Jenna I. Rajczyk, M.P.H., from The Ohio State University in Columbus, and colleagues examined whether smoking status is associated with SCD among middle-aged and older adults in a cross-sectional analysis using data from the 2019 Behavioral Risk Factor Surveillance System survey. Eligible participants were aged 45 years and older and responded to the SCD and tobacco questions of interest.

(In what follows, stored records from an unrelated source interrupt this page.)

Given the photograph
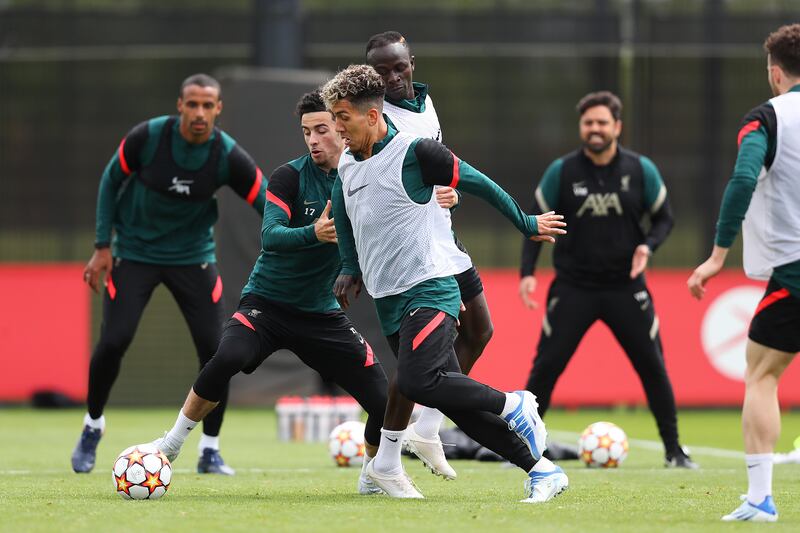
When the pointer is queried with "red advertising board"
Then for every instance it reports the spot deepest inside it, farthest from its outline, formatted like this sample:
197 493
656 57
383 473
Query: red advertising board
703 344
44 331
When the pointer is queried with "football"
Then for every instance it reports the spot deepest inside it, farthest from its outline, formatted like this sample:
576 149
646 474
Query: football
603 445
142 472
346 443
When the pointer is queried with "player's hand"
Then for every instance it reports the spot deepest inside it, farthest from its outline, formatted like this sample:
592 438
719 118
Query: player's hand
526 287
446 197
710 268
101 263
342 286
548 226
640 258
324 228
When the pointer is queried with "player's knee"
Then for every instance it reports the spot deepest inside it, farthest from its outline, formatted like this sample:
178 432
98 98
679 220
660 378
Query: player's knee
418 389
113 346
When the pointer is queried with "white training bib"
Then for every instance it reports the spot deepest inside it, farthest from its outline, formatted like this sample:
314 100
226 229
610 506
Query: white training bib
400 243
771 228
425 125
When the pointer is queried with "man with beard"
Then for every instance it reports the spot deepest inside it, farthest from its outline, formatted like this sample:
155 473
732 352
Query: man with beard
156 210
604 191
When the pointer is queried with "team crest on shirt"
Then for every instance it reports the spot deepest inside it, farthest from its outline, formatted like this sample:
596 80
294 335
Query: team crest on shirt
180 186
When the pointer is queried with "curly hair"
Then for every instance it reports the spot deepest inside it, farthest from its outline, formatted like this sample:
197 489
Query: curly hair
310 103
783 47
358 84
202 80
606 98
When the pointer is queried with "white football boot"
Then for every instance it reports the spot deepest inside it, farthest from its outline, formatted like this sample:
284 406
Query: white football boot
748 512
544 486
429 451
396 486
365 484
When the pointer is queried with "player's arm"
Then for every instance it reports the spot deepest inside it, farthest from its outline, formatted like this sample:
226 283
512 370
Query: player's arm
246 179
545 200
276 235
656 202
123 163
437 165
756 150
350 274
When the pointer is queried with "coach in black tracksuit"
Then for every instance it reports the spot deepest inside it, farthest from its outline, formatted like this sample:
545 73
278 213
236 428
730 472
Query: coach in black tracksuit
604 191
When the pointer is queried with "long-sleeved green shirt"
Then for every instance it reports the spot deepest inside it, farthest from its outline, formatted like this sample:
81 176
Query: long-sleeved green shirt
757 143
427 163
294 267
156 194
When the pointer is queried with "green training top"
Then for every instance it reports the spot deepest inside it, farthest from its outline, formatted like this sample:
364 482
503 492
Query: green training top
757 143
427 163
294 268
157 193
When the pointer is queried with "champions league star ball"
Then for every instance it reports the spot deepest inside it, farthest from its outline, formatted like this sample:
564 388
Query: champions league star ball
142 472
603 444
346 443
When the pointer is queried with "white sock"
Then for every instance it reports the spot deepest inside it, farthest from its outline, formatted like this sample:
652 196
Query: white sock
428 423
177 435
95 423
207 441
387 460
512 401
543 465
759 476
367 460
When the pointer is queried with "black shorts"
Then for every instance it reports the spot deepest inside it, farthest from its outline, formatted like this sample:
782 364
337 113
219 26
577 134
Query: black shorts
327 342
469 283
776 322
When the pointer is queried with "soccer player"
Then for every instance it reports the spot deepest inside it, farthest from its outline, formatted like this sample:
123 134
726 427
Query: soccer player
288 301
765 186
604 192
391 228
410 108
157 196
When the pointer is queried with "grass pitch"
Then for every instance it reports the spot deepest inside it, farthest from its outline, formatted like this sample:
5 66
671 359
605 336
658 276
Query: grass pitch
296 487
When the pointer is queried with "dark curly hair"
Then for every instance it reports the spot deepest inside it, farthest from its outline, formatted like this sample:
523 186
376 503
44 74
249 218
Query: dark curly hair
783 47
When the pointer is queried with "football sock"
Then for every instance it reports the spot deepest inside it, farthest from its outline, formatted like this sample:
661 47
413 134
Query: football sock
759 476
95 423
428 423
543 465
177 435
367 459
207 441
512 402
387 460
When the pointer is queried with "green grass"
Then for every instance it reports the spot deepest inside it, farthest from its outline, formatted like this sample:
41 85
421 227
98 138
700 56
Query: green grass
295 487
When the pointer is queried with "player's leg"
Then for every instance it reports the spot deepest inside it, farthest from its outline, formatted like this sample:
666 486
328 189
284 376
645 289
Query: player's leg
428 372
128 289
774 339
330 344
630 314
198 291
386 469
569 313
251 335
474 332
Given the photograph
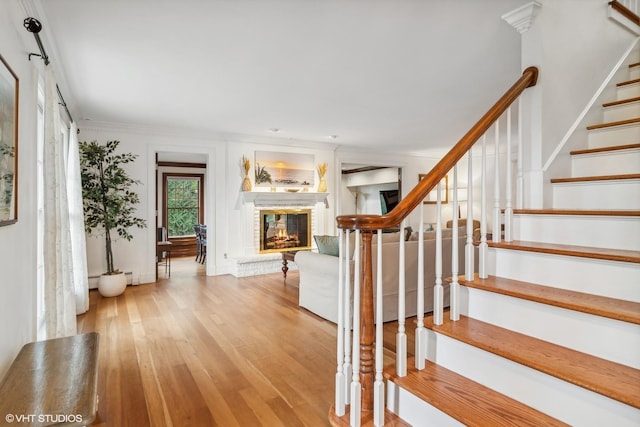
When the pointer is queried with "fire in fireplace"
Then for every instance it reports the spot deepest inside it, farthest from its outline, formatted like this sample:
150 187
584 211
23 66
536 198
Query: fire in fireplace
285 230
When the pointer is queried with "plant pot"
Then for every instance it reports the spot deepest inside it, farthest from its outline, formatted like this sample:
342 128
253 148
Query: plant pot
112 285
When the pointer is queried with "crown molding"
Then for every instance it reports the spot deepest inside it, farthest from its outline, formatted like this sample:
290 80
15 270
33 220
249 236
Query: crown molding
522 18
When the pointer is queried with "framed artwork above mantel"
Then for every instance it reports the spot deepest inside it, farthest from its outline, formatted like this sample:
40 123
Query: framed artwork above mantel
8 144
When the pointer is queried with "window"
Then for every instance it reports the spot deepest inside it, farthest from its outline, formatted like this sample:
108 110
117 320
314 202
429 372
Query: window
183 194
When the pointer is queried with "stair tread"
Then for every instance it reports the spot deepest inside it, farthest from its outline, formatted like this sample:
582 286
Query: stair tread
390 419
628 82
465 400
621 102
571 250
610 379
613 124
578 212
612 308
605 149
596 178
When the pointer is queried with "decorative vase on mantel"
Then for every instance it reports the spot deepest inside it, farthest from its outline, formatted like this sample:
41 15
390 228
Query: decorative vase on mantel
322 185
246 182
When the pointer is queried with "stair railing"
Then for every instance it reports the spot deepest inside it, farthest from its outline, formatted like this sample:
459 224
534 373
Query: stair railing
627 8
360 352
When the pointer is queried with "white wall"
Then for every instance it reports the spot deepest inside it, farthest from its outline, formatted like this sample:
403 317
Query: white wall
576 46
18 241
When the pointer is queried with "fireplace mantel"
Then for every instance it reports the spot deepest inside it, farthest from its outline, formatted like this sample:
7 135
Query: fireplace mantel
283 198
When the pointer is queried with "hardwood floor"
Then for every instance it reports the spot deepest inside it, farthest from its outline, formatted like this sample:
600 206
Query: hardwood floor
206 351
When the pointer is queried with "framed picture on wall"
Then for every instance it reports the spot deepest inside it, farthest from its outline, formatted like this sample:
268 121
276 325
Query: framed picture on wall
432 197
274 169
8 144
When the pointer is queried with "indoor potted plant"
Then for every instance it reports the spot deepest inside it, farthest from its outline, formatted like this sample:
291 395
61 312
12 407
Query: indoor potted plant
109 204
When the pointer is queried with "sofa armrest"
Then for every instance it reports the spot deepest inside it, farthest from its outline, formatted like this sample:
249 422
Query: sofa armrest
318 287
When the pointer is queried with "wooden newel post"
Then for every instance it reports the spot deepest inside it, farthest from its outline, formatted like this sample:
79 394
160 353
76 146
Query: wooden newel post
367 326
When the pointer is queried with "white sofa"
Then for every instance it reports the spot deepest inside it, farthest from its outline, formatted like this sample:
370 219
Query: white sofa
318 291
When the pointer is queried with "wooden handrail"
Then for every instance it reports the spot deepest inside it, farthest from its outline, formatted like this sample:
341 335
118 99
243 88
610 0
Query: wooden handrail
414 198
624 11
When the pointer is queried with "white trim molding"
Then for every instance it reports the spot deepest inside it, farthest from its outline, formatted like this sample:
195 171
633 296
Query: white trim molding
522 18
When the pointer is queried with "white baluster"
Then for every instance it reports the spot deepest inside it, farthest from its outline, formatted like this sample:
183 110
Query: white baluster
508 211
520 177
438 292
347 321
340 381
497 229
469 258
401 336
378 385
454 311
482 250
421 334
356 388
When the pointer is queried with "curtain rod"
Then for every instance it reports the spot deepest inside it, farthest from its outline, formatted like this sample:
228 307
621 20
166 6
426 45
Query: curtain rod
34 26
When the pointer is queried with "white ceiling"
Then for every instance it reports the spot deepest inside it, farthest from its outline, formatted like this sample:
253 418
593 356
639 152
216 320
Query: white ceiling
401 75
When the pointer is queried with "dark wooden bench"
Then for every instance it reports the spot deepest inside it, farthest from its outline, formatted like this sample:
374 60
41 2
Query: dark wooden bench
52 382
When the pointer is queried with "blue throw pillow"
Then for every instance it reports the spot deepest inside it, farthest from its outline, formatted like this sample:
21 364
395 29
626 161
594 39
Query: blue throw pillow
327 245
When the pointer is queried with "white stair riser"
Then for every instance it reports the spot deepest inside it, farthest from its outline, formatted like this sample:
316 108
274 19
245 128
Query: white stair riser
595 231
415 411
606 163
572 404
621 112
627 91
614 135
592 276
609 194
598 336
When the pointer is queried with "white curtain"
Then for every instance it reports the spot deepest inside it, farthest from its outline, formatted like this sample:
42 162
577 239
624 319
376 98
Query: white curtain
59 289
76 223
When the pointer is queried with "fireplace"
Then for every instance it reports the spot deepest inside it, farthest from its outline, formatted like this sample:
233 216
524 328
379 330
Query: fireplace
285 230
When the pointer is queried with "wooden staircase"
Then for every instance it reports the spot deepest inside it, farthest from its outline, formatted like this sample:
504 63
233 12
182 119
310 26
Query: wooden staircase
552 336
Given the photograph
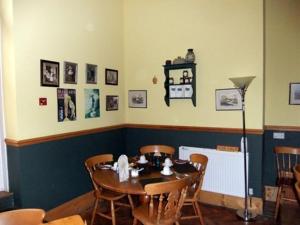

A total of 136,018 eligible respondents were included, about 10 percent of whom had SCD. The researchers identified a graded association between smoking and SCD, with the greatest prevalence of SCD observed among current smokers, followed by recent former smokers, and remote former smokers, each compared with never smokers (adjusted prevalence ratios [95 percent confidence intervals], 1.87 [1.54 to 2.28], 1.47 [1.02 to 2.12], and 1.11 [0.93 to 1.33], respectively). No evidence was seen for effect modification by sex.
“Our results raise the question as to whether smoking cessation intervention efforts in middle adulthood could indicate long-term cognitive benefits in later years, as well as the possible value of targeting middle-aged adult current and recent former smokers for SCD screening,” the authors write.